Below is an annotated list of children's literature for the elementary classroom. The books are organized by the Six Elements of Social Justice Curriculum Design (Picower, 2007). It is based on work by pre-service teachers at Montclair State University. They have read and reviewed these books and provided insights into how they can be used in K-5 settings.

Friday, October 14, 2011

The Keeping Quilt

The Keeping Quilt
Author: Patricia Polacco
Grade Level: 3-5

Summary: The story "The Keeping Quilt" is about a Jewish family who had just moved here from Russia. They did not have much to show except for the clothes on their own backs. As those in the family grew older, they wanted to reassure themselves that they would forever hold a piece of home with them where ever they went. Great-Gramma Anna took pieces of the family's favorite items of clothing and sewed them all together to create one large quilt. This quilt stayed with the family through any major occasions that took place such as weddings, engagements, and new additions to the family. The quilt is described in the book to have lasted at least three generations within the family. Who knows where it will go next?
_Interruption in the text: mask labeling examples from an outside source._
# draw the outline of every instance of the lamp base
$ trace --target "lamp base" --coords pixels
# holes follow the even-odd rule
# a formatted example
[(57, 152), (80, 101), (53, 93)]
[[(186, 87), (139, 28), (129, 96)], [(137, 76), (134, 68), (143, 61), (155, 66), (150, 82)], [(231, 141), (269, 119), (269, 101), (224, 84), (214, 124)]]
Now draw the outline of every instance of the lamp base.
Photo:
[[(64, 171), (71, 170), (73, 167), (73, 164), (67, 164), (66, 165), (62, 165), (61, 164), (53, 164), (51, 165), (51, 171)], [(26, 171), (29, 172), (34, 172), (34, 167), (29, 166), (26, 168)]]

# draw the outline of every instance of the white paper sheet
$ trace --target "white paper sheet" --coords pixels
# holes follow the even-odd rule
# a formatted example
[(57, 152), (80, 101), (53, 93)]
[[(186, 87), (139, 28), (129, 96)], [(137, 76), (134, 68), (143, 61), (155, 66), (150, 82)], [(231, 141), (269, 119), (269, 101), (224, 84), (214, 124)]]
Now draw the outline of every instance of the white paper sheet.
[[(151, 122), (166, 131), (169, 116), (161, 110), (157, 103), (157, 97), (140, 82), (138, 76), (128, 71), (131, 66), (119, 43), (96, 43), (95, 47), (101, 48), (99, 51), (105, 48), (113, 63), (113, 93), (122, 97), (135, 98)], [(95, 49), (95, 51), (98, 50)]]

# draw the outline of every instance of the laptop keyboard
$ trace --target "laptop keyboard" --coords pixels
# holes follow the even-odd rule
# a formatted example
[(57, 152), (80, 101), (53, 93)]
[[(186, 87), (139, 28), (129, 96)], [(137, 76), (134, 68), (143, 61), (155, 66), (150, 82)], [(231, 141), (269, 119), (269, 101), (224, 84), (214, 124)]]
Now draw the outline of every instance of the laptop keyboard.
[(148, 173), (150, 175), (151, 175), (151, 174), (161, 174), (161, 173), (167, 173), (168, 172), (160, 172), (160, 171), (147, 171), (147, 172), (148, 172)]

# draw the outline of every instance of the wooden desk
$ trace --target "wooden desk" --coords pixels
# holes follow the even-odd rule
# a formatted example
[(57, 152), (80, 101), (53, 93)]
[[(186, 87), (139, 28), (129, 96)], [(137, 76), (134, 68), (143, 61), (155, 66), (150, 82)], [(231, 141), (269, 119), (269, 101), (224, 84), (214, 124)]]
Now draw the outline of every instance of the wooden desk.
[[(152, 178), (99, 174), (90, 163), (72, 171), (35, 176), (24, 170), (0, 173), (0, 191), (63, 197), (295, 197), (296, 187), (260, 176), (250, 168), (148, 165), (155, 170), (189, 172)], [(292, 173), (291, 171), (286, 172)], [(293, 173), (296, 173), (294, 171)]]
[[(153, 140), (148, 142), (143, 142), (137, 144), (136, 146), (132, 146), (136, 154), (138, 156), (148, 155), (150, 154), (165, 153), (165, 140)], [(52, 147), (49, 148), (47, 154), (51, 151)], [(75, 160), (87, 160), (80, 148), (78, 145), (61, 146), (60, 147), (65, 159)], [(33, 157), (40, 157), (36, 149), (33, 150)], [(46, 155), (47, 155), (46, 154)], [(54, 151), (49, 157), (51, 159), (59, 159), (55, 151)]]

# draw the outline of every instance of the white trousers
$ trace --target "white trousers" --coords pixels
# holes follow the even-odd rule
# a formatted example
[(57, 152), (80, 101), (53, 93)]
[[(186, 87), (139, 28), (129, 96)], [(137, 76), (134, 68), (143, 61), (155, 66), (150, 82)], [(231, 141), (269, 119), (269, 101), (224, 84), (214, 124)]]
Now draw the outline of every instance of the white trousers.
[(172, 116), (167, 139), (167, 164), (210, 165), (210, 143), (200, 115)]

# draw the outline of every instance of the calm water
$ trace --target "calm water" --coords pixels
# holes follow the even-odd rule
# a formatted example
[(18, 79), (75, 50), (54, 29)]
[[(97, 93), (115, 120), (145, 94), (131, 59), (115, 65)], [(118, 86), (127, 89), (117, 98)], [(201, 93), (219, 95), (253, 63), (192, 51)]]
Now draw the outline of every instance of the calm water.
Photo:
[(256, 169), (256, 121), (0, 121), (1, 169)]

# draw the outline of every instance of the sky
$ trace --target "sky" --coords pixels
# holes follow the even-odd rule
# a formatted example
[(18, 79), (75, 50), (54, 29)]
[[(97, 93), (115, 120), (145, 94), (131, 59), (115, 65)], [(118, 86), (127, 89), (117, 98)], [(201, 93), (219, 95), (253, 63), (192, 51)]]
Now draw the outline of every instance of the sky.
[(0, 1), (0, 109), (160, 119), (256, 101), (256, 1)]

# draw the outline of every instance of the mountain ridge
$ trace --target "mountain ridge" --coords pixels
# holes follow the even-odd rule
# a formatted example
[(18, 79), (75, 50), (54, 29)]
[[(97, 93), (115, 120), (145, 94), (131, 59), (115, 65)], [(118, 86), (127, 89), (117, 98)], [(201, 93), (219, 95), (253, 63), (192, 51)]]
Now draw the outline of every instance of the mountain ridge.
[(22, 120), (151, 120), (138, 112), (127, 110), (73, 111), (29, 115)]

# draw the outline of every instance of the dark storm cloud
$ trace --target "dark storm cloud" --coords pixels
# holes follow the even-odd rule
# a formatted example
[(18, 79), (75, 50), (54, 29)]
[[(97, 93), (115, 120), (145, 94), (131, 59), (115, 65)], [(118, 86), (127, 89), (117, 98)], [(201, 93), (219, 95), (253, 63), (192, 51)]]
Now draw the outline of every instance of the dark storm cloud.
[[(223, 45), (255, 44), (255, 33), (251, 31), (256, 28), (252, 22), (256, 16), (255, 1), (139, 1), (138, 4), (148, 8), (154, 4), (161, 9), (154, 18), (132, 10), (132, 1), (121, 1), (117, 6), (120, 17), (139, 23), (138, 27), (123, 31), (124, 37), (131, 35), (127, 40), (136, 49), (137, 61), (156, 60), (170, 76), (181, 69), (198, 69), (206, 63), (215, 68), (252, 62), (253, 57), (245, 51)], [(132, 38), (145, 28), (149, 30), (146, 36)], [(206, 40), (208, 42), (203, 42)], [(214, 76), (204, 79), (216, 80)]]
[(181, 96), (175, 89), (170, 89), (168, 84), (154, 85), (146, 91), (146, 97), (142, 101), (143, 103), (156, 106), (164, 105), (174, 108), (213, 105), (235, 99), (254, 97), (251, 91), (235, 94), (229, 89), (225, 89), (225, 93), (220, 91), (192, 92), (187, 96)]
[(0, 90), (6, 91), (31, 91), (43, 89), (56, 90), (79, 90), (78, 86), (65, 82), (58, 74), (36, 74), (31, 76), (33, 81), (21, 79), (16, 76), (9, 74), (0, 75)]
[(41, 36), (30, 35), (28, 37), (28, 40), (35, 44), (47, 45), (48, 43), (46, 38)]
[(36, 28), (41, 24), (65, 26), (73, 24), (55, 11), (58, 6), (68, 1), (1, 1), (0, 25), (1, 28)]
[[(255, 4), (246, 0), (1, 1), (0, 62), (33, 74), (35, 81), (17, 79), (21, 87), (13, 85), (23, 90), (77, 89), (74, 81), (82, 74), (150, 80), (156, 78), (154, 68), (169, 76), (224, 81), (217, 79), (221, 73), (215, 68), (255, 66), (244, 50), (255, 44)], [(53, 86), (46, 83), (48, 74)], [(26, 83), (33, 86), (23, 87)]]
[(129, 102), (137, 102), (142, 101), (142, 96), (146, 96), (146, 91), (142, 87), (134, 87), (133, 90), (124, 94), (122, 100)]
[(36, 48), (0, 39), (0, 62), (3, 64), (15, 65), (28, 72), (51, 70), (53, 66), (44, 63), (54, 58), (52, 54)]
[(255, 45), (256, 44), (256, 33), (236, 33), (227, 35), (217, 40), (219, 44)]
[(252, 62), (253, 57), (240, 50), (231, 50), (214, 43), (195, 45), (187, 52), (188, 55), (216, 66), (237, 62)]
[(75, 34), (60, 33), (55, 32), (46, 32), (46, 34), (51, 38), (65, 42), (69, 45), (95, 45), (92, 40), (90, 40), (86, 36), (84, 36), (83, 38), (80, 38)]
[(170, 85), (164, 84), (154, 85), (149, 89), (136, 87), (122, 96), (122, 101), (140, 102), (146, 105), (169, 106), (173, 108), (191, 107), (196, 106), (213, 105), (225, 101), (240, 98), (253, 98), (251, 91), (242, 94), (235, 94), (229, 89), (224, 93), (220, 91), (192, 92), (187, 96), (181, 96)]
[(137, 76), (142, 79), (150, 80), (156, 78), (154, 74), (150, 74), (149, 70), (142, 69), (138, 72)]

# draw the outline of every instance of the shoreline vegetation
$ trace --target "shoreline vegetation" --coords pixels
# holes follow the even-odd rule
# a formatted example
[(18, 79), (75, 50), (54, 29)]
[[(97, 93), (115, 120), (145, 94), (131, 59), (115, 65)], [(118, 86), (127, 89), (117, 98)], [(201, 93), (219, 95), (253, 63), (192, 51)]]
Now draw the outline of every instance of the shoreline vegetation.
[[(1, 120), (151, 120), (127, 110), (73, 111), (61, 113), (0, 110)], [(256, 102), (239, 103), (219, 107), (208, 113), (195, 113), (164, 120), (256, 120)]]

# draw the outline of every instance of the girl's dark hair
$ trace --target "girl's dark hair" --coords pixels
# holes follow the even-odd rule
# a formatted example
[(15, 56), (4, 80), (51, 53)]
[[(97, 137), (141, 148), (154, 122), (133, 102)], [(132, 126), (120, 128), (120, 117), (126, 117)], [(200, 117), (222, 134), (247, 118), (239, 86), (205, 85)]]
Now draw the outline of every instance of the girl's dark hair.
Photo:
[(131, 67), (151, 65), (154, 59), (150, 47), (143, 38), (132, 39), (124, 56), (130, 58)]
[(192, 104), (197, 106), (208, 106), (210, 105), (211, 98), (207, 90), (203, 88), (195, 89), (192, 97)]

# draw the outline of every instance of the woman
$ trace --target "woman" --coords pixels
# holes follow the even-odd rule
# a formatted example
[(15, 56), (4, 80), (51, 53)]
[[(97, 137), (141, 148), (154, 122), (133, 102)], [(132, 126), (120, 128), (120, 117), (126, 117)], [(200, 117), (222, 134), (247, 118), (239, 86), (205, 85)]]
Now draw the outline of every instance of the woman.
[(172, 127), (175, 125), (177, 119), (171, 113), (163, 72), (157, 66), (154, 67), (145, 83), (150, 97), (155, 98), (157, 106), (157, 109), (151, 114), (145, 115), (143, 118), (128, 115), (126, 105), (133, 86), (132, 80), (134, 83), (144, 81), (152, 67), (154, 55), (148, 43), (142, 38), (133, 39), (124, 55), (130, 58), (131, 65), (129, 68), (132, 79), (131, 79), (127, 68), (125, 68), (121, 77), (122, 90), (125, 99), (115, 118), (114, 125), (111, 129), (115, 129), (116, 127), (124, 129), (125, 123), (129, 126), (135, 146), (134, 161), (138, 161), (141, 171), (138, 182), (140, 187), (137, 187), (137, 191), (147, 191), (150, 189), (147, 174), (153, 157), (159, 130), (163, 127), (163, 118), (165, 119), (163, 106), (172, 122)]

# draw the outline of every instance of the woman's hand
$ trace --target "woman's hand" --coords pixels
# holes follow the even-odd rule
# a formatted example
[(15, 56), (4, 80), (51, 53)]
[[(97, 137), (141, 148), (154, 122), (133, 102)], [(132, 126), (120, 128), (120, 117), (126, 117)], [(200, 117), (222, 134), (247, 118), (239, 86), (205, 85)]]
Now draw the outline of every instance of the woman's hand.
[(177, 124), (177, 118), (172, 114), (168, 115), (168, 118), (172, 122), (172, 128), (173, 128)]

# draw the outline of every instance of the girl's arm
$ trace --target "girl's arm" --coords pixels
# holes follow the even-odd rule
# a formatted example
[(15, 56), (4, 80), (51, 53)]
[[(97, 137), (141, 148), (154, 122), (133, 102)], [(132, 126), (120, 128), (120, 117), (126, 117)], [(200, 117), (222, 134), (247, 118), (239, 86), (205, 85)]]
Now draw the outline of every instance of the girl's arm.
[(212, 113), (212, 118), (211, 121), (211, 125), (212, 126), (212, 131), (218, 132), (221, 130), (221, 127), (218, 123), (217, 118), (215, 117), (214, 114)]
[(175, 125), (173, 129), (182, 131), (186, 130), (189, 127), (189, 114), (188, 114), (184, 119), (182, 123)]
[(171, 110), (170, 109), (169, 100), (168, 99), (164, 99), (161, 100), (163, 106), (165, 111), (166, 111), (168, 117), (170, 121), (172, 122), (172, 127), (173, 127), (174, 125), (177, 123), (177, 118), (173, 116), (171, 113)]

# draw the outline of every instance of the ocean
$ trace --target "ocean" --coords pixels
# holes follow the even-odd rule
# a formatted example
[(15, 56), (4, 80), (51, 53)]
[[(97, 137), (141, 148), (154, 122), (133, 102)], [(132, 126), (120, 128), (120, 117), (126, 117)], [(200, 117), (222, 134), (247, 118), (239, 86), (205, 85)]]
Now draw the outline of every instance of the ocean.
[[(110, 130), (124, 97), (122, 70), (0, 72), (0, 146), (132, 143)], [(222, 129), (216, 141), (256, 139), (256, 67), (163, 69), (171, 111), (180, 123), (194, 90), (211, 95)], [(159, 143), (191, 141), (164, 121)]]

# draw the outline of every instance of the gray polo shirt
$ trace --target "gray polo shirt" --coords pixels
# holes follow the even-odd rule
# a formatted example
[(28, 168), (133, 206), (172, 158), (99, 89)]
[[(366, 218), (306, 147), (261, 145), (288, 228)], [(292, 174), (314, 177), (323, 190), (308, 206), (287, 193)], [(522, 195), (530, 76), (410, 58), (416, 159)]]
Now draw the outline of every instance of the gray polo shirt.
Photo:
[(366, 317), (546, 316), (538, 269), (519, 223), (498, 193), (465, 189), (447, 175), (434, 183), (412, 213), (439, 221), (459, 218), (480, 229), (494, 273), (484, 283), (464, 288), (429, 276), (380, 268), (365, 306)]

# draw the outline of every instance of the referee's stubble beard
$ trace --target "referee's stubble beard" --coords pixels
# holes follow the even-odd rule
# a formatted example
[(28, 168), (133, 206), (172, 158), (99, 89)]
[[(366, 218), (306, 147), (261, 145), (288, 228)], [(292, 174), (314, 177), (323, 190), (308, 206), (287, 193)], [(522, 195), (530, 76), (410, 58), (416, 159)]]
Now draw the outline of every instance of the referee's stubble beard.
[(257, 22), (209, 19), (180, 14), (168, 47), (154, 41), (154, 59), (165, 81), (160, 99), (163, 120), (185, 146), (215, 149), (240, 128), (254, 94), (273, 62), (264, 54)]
Element 3: The Keeping Quilt is a perfect book for element 3, exploring issues of social injustice, because it explores the life of immigration in America. America was created from the immigrants that came to this country, so it can only be assumed that the majority of students in your classroom are from or have ancestors from around the world. The Keeping Quilt shows the ideas that even though families need to adapt and change over time, there are still many traditions that people hang onto.

Activity: The Keeping Quilt creates great ideas for bringing element 3 into the classroom. Because the main idea of book is the quilt, why not make a quilt of your own? Have all of the students in the classroom speak to their elders and find out what traditions have been passed down through time whether it be a materialistic item, or even having spaghetti dinners every sunday night. Each child will write a short report on what it is that makes their family special and what customs they have carried on through the years. In addition, each student will draw a picture of a way the practices has been upheld. Every picture will be attached together on a large sheet that will hang on a wall in the classroom so everyone can see the different beliefs and backgrounds every family has. The students will learn that even though every family is different by their traditions, every family is the same in the simple fact that they all have them.